Wenn Anzeichen wie Kribbeln, Ameisenlaufen oder Brennen in Zehen, Füßen oder Beinen auftreten oder das Gefühl, die Bettdecke auf den Beinen nicht zu ertragen, kann dies auf eine diabetische Nervenschädigung (Neuropathie) hinweisen.

Bei nahezu jedem 2. Menschen mit Diabetes kommt es im Laufe seines Lebens zu einer Erkrankung der Nerven an Armen oder Beinen. Diese „peripheren Nerven“ sind u. a. für Temperatur- und Schmerzempfinden, aber auch für die Berührung zuständig.

Eine diabetische Neuropathie kann auch im autonomen Nervensystem auftreten, das die Inneren Organe versorgt. Dabei kommt es z. B. zu Magen- und Darmstörungen, aber auch Erkrankungen des Herzens können die Folge sein.

Verlust des Schmerzempfindens

Bei der peripheren Neuropathie, die meist beidseitig auftritt, stellt ein entscheidendes Problem der Verlust des Schmerzempfindens dar: Wenn an den Füßen eine Verletzung auftritt, sie aber wegen der fehlenden Schmerzwahrnehmung nicht gespürt wird, kann eine kleine Verletzung einen großen Schaden hervorrufen. Im schlimmsten Fall droht eine Amputation eines Beins, weil die Wunde größer und größer wurde und – meist wegen zusätzlich vorliegender Durchblutungsstörungen – nicht heilt.

Vielfältige Formen der autonomen Neuropathie

Ein Beispiel dafür ist eine weniger bekannte Folge des Diabetes mellitus: die Magenentleerungsstörung oder Magenlähmung (Gastroparese). Eine Magenentleerungsstörung ist für viele Betroffene keine harmlose Befindlichkeitsstörung, sondern kann das gesamte Alltagsleben beeinträchtigen. Starke Blutzuckerschwankungen und schwere und häufige Unterzuckerungen können Folge der Störung sein und machen eine gute Blutzuckereinstellung manchmal unmöglich. Hohe Blutzuckerwerte erschweren die Magenbewegung zusätzlich und bremsen den Nahrungstransport.
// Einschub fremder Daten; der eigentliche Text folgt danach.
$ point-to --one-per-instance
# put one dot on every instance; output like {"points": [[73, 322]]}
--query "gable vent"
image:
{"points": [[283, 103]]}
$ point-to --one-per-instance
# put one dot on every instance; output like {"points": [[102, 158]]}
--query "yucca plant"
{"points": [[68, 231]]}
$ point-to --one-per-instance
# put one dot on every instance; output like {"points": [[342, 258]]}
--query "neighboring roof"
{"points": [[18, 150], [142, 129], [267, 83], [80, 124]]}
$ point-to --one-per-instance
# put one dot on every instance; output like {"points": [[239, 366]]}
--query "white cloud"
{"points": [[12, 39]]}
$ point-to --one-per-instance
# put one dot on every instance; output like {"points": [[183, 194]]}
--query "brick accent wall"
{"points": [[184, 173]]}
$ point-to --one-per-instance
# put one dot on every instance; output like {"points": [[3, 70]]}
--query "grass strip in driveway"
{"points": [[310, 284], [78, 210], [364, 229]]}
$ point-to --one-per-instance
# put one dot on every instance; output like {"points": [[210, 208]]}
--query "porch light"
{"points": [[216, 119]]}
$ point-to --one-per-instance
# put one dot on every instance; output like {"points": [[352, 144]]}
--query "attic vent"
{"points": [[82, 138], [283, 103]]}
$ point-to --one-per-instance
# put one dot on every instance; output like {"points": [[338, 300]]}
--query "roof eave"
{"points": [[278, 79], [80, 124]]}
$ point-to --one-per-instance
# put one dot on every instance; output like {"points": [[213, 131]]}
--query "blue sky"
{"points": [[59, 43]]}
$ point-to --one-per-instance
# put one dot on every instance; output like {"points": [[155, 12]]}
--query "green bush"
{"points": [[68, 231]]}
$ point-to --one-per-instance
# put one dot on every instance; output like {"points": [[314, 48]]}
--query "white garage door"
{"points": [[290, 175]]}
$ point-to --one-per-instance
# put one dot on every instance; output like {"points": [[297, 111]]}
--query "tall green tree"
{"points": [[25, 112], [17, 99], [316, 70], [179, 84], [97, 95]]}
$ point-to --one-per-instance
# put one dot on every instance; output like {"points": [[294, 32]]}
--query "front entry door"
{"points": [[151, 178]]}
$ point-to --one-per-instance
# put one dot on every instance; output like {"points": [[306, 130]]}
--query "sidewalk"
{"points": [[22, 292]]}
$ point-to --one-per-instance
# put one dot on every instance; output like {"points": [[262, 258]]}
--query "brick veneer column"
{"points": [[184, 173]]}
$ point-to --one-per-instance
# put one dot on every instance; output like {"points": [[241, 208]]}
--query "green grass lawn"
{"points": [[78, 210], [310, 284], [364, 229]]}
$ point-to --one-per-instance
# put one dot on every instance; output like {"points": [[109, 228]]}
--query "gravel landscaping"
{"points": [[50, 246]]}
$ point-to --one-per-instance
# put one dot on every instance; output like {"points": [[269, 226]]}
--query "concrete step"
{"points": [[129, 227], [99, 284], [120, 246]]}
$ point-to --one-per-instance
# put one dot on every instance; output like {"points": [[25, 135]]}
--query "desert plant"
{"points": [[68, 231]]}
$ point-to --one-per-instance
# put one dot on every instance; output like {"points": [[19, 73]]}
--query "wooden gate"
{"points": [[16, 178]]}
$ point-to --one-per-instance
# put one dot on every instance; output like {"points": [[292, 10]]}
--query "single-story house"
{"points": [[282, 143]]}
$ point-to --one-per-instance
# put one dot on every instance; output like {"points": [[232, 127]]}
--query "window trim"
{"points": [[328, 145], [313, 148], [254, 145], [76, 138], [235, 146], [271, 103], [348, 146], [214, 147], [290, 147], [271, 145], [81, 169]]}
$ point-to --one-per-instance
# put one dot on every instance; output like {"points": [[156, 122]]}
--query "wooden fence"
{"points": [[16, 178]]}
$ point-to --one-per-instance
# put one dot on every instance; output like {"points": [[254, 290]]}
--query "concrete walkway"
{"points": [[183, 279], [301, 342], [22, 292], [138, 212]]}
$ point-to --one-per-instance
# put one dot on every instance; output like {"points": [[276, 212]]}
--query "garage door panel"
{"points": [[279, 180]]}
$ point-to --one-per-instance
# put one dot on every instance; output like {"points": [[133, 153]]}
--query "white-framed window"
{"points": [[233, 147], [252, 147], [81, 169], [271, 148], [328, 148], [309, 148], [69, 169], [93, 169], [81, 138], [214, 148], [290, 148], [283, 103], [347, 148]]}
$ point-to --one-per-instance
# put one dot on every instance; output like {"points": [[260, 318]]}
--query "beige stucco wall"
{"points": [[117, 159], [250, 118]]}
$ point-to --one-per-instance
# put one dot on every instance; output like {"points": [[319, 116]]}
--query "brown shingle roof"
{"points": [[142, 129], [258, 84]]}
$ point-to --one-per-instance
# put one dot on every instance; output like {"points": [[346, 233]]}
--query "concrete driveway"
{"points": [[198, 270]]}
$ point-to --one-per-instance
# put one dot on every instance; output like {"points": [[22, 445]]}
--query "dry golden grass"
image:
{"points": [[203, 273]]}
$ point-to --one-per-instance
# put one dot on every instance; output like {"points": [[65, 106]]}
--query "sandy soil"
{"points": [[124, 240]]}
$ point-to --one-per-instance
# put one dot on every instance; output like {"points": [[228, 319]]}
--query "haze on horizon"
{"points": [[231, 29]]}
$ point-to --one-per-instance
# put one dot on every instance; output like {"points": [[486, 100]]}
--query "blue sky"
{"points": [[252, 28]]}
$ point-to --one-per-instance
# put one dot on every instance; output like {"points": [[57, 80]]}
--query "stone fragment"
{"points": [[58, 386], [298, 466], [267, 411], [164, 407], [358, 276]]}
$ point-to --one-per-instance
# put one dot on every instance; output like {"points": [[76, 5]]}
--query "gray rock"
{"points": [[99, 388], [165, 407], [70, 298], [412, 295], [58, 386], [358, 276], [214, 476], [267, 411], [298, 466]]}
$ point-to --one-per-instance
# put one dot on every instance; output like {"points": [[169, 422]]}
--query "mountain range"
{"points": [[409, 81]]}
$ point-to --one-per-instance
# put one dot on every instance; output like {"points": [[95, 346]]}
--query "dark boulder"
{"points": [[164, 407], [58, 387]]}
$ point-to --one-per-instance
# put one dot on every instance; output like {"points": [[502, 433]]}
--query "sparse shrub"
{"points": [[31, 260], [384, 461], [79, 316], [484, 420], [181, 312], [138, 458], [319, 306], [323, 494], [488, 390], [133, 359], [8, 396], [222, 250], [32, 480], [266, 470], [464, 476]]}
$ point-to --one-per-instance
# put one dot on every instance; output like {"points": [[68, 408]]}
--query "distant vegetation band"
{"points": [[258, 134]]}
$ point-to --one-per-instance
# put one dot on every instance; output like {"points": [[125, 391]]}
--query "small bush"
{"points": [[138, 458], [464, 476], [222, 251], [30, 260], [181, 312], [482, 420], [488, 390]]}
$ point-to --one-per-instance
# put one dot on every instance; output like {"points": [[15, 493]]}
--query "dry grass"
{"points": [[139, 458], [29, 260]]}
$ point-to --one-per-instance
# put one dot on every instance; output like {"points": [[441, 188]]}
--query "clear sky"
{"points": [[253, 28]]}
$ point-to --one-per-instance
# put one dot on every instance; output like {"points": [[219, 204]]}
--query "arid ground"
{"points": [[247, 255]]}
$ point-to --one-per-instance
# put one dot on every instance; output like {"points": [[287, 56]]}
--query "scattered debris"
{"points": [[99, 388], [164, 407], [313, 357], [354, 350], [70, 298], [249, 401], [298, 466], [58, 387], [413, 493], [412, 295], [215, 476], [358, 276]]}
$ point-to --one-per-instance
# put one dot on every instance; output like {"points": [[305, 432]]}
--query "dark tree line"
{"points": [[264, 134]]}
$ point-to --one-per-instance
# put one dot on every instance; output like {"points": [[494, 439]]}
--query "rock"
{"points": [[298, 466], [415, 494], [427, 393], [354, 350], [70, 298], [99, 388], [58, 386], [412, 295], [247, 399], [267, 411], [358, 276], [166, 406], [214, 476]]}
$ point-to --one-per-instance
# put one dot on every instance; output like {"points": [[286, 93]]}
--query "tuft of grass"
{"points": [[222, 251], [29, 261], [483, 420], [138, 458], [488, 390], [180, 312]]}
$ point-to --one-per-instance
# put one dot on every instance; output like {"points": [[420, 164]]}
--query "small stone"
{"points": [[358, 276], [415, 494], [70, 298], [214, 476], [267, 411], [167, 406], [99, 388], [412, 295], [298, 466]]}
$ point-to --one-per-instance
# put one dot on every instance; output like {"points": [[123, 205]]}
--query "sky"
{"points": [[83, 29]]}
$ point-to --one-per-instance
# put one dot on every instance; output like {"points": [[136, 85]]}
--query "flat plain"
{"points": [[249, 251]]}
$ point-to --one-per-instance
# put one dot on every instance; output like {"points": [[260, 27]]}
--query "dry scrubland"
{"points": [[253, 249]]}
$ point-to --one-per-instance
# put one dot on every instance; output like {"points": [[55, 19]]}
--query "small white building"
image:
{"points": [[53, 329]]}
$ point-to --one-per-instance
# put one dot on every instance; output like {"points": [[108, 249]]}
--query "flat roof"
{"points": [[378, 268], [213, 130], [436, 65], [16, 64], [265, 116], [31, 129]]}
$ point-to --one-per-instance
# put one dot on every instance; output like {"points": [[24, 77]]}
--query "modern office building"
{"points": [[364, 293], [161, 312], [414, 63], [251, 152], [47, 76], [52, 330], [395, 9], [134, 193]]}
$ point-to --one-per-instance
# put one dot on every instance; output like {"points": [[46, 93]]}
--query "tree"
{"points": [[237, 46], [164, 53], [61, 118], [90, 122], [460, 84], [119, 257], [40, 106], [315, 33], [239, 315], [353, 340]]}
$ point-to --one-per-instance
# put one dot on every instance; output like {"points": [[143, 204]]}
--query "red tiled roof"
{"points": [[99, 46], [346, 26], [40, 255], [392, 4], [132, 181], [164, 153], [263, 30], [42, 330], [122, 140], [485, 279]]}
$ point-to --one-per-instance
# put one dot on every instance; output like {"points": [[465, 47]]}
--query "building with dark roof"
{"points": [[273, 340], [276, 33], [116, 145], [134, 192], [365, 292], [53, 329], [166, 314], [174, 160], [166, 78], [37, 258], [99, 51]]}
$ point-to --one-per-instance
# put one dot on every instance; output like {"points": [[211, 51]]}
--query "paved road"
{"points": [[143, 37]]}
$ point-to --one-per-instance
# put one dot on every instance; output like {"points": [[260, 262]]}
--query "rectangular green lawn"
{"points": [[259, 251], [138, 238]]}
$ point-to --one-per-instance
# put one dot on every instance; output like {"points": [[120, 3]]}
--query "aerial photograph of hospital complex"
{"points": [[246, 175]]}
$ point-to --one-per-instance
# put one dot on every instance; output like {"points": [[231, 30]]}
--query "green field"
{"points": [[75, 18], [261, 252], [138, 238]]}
Auch die Harnblase kann betroffen sein: Sie kann sich nicht mehr richtig entleeren, aber auch eine Inkontinenz kann auftreten. Seltener betroffen sind die Nerven, die die Augenmuskeln und die Gesichtsmuskulatur versorgen. Sind die Nervenwurzeln des Rückenmarks erkrankt, können Gefühlsstörungen und Muskellähmungen auftreten. Ist das Herz erkrankt, können Diabetiker bei einer gleichzeitigen Durchblutungsstörung der Herzkranzgefäße z.B. einen Herzinfarkt nicht mehr spüren – ärztliche Hilfe kommt so mitunter zu spät.

Sie können vorbeugen

Nervenschäden durch Diabetes sind kein unabwendbares Schicksal. Wie für alle anderen Folgeerkrankungen gilt auch hier: Eine gute Blutzuckereinstellung mindert das Risiko und kann das Fortschreiten eventuell bremsen.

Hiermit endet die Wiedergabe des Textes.